MonoLSS: Learnable Sample Selection For Monocular 3D Detection
This work addresses the problem of inaccurate 3D property estimation in autonomous driving by improving training sample selection and augmentation, though it is incremental in nature.
The paper tackles monocular 3D detection for autonomous driving by introducing a learnable sample selection module and a data augmentation method, achieving state-of-the-art results on the KITTI benchmark and competitive performance on other datasets.

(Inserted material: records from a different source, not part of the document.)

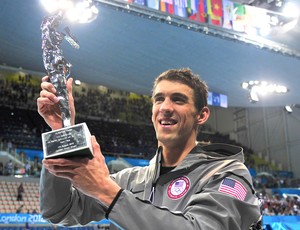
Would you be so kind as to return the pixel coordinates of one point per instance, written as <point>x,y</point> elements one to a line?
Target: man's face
<point>174,115</point>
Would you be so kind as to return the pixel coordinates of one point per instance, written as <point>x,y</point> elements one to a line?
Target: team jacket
<point>210,189</point>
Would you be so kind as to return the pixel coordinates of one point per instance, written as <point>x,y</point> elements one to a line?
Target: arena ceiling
<point>124,50</point>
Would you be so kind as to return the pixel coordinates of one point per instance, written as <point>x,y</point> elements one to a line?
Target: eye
<point>158,99</point>
<point>179,100</point>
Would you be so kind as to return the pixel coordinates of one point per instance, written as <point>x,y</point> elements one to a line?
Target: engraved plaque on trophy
<point>70,140</point>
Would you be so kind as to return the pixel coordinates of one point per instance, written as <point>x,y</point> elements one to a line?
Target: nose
<point>166,106</point>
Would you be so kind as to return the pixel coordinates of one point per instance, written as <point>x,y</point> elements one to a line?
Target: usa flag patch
<point>234,188</point>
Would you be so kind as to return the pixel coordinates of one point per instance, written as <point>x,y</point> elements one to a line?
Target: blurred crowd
<point>120,121</point>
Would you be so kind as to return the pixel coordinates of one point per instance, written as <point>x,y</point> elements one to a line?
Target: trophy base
<point>72,141</point>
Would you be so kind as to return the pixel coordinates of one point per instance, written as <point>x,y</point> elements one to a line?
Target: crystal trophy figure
<point>70,140</point>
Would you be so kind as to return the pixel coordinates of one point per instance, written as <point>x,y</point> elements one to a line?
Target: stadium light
<point>82,11</point>
<point>260,88</point>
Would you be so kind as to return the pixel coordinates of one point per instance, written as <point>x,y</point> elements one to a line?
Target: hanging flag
<point>228,14</point>
<point>154,4</point>
<point>167,6</point>
<point>215,11</point>
<point>234,188</point>
<point>140,2</point>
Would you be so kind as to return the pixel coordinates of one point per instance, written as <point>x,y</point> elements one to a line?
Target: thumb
<point>96,146</point>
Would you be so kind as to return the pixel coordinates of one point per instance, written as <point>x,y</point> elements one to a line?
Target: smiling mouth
<point>167,122</point>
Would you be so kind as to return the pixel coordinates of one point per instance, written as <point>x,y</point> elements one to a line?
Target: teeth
<point>167,122</point>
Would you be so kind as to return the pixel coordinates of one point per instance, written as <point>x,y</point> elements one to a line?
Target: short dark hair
<point>187,77</point>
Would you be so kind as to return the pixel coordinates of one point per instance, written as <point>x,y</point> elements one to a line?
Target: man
<point>186,186</point>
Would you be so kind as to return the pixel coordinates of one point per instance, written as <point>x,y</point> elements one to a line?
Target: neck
<point>173,155</point>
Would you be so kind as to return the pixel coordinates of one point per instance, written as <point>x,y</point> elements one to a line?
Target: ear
<point>203,115</point>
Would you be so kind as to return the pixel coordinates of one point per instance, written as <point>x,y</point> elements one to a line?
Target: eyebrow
<point>172,95</point>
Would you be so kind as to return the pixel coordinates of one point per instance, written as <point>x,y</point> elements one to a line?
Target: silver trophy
<point>70,140</point>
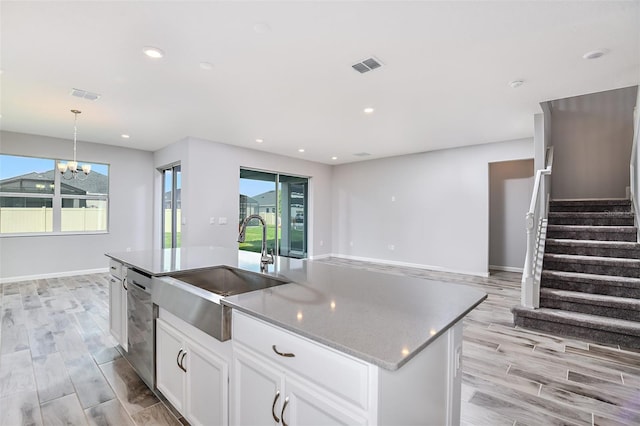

In the field of autonomous driving, monocular 3D detection is a critical task which estimates 3D properties (depth, dimension, and orientation) of objects in a single RGB image. Previous works have used features in a heuristic way to learn 3D properties, without considering that inappropriate features could have adverse effects. In this paper, sample selection is introduced that only suitable samples should be trained to regress the 3D properties. To select samples adaptively, we propose a Learnable Sample Selection (LSS) module, which is based on Gumbel-Softmax and a relative-distance sample divider. The LSS module works under a warm-up strategy leading to an improvement in training stability. Additionally, since the LSS module dedicated to 3D property sample selection relies on object-level features, we further develop a data augmentation method named MixUp3D to enrich 3D property samples which conforms to imaging principles without introducing ambiguity. As two orthogonal methods, the LSS module and MixUp3D can be utilized independently or in conjunction. Sufficient experiments have shown that their combined use can lead to synergistic effects, yielding improvements that transcend the mere sum of their individual applications. Leveraging the LSS module and the MixUp3D, without any extra data, our method named MonoLSS ranks 1st in all three categories (Car, Cyclist, and Pedestrian) on KITTI 3D object detection benchmark, and achieves competitive results on both the Waymo dataset and KITTI-nuScenes cross-dataset evaluation. The code is included in the supplementary material and will be released to facilitate related academic and industrial studies.